Зимами его до коньков заносило, засугробливало. Только по одной Царской улице проходил человек и не зачерпывал в валенки. А в осеннюю пору в тумане над мокрым безлюдьем заливался малиновый звон на Владимирской звоннице. Во всякую пору на соборной колокольне качал языком колокол в три тысячи пудов: от Ивана Грозного подарок городу Волоку. Медный дядюшка раздельно, густо выговаривал:
Певчие… соборные… в кабак… в кабак пошли…

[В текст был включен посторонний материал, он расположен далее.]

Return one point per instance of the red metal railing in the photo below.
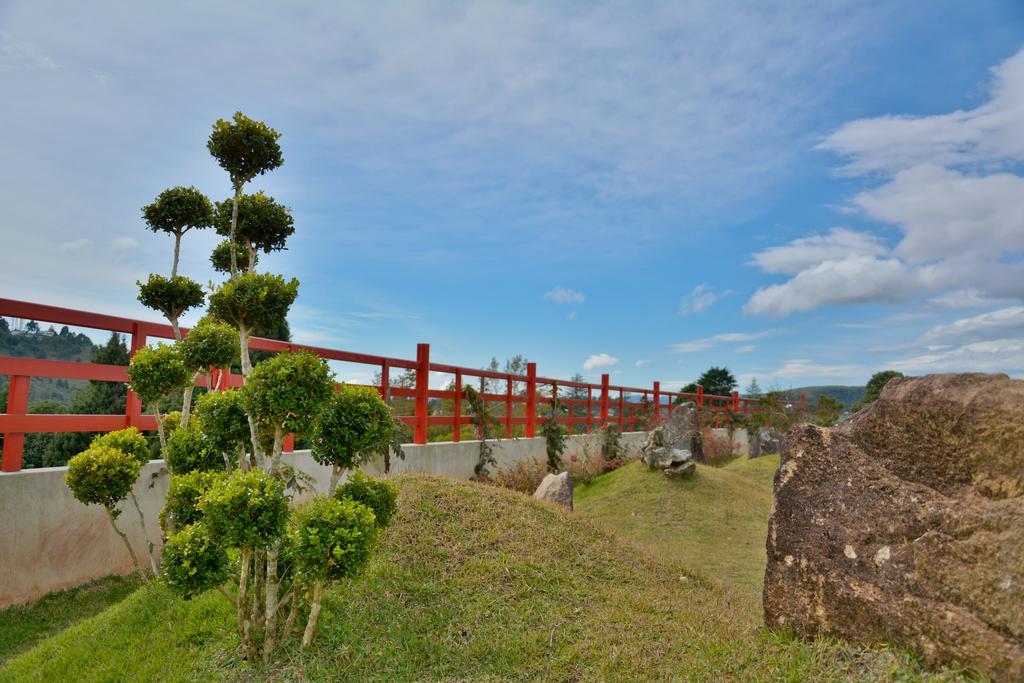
(604, 403)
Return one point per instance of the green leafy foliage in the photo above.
(288, 390)
(331, 539)
(177, 210)
(171, 296)
(209, 344)
(262, 224)
(101, 475)
(222, 419)
(353, 423)
(246, 509)
(129, 440)
(245, 147)
(156, 372)
(182, 498)
(194, 562)
(220, 258)
(254, 300)
(381, 497)
(187, 451)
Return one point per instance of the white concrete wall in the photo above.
(49, 541)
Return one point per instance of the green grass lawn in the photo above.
(474, 582)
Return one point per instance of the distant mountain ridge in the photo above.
(848, 395)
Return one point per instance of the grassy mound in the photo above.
(472, 582)
(715, 522)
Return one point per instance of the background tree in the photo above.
(875, 386)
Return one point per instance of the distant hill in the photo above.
(35, 342)
(845, 394)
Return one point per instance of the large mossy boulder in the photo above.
(906, 524)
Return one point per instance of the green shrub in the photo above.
(183, 495)
(353, 423)
(128, 440)
(102, 475)
(194, 562)
(381, 497)
(329, 539)
(246, 509)
(187, 451)
(156, 372)
(288, 390)
(223, 421)
(171, 296)
(209, 344)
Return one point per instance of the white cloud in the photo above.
(996, 355)
(700, 299)
(76, 246)
(599, 360)
(944, 213)
(852, 280)
(993, 325)
(562, 295)
(963, 230)
(991, 132)
(728, 337)
(807, 252)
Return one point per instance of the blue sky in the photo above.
(803, 191)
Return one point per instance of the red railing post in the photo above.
(422, 398)
(508, 408)
(604, 399)
(13, 442)
(457, 408)
(530, 430)
(590, 408)
(133, 404)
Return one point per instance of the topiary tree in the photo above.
(211, 344)
(249, 510)
(187, 451)
(176, 211)
(245, 148)
(329, 539)
(284, 394)
(381, 497)
(103, 475)
(262, 225)
(225, 425)
(171, 296)
(220, 258)
(353, 423)
(154, 373)
(252, 301)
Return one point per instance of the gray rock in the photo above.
(556, 488)
(670, 446)
(766, 441)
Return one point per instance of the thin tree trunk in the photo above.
(160, 428)
(235, 223)
(177, 250)
(141, 523)
(307, 637)
(243, 604)
(270, 634)
(186, 398)
(336, 473)
(131, 551)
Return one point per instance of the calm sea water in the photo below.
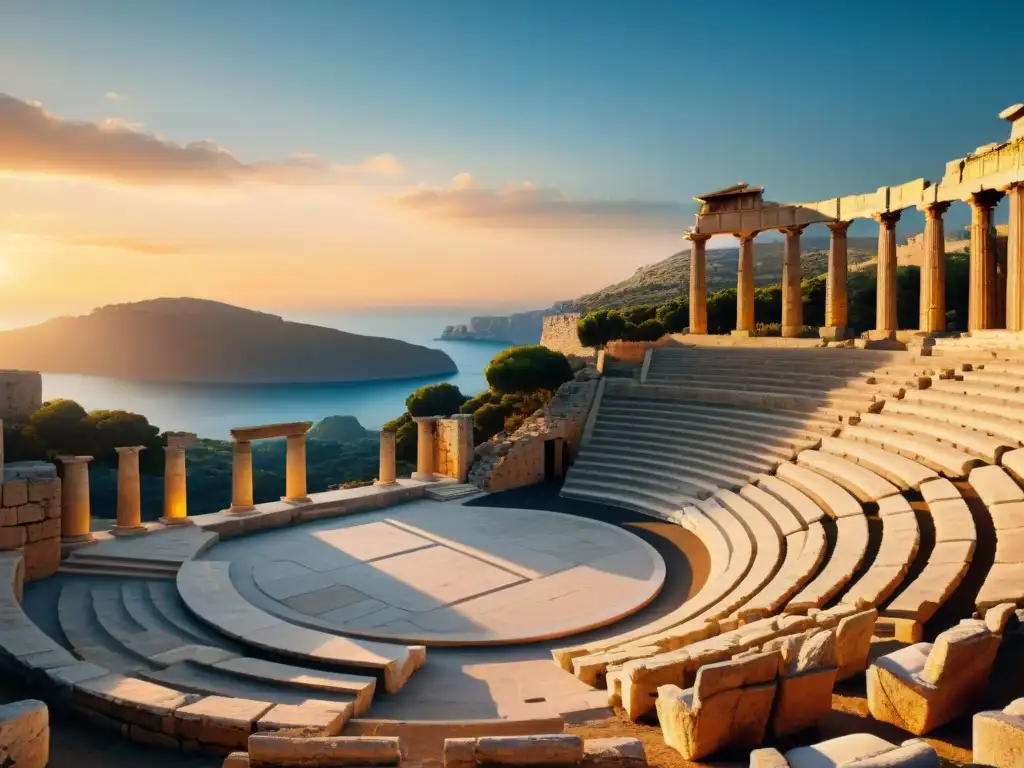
(212, 411)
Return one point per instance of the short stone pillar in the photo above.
(424, 449)
(386, 475)
(1015, 259)
(836, 305)
(175, 486)
(793, 300)
(698, 282)
(76, 521)
(744, 286)
(886, 317)
(242, 478)
(981, 298)
(295, 470)
(933, 271)
(129, 494)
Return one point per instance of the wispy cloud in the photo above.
(33, 140)
(134, 245)
(528, 206)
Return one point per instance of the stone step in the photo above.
(969, 440)
(902, 472)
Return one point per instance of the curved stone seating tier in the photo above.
(851, 546)
(207, 590)
(827, 495)
(864, 484)
(900, 471)
(900, 539)
(998, 427)
(969, 440)
(950, 462)
(1004, 499)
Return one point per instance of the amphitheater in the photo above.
(701, 551)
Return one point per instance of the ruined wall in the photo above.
(454, 446)
(507, 462)
(559, 335)
(20, 394)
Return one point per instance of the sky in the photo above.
(341, 155)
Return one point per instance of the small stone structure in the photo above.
(507, 462)
(25, 734)
(20, 394)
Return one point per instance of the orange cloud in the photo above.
(33, 140)
(123, 244)
(529, 206)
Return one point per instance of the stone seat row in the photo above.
(206, 588)
(139, 710)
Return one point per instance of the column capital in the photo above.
(696, 237)
(888, 219)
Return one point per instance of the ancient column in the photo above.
(933, 271)
(698, 282)
(129, 495)
(386, 475)
(1015, 259)
(981, 300)
(242, 478)
(744, 286)
(295, 470)
(793, 300)
(836, 315)
(175, 489)
(75, 517)
(885, 314)
(424, 449)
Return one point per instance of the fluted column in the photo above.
(295, 470)
(744, 285)
(886, 317)
(793, 300)
(1015, 260)
(386, 475)
(981, 302)
(424, 448)
(698, 282)
(242, 478)
(836, 312)
(933, 271)
(75, 515)
(129, 494)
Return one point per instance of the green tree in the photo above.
(435, 399)
(527, 369)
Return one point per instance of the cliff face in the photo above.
(193, 340)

А ему поддакивали из улиц, тупиков, переулков, с площадей мелкотные колоколишки: наставлено было в Волоке церковья, как зерен на лопате. Кости боярские, посадские, купеческие услаждались под спудом медною славою — храмоздатели. Не для бедного люда был такой трезвон — испокон века кости бедного люда вывозили за околицу, на кладбище Горбачевское. От звона будто медная обшивка была на небе, а звезды — гвозди. От застав гудки заводские вмешивались в колокольную потасовку, путали, глушили благолепие…
Суматошливо катилась Моша, пароходы колесными гребнями чесали воду, у пароходных пристаней матросы отмывали пот, на плотах частила гармонья, а у бабы красное платье раздувал ветер, как конский хвост.
Стоял Волок на Моше тысячу лет — ровесник Москве — избяной и дряхлый, как старуха, повязанная в стародавние времена клетчатым платком с напуском, вот свалится, рассыплется… а стоял.
II
У Богородицы на Нижнем Делу, у ведвпреведчика Кенсарина Штукатурова баба родила сынишну, восьмого по счету.
Сидел Кенсарин в кабаке с другом задушевным и пьяненьким голоском говорил:
— Принесла Машуха моя парня. Г-герой! А я… я ничего. Прок-о-ормим! Водопроводчиком будет. Восьмерых пустили на свет за милую душу… Баба, брат, у меня печь, а не баба! Ровно пироги печет, лешачиха, с ребячьей начинкой!
— Медаль тебе дадут, — пьяненьким голоском отвечал друг задушевный Кирюшка-слесарь, — как двенадцать будет, так и медаль. И в газетах прочие сообщения. Бери, значит, еще стакан, за новорожденного!
— Наплевать нам на городовых! — кричал Кенсарин. — Мы за свои любезные. На трудовые! Качай, Кирюшка!
И качали.
Каждый год вспрыскивали родины то у Кирюшки, то у Кенсарина. А потом, перед запором кабака, Кенсарин плакал и горько шептал Кирюхе на ухо:
— Ребят, как щенят, у меня… и голодные и необутые, Кирюха, ребята… Что же это за наказание нашему брату?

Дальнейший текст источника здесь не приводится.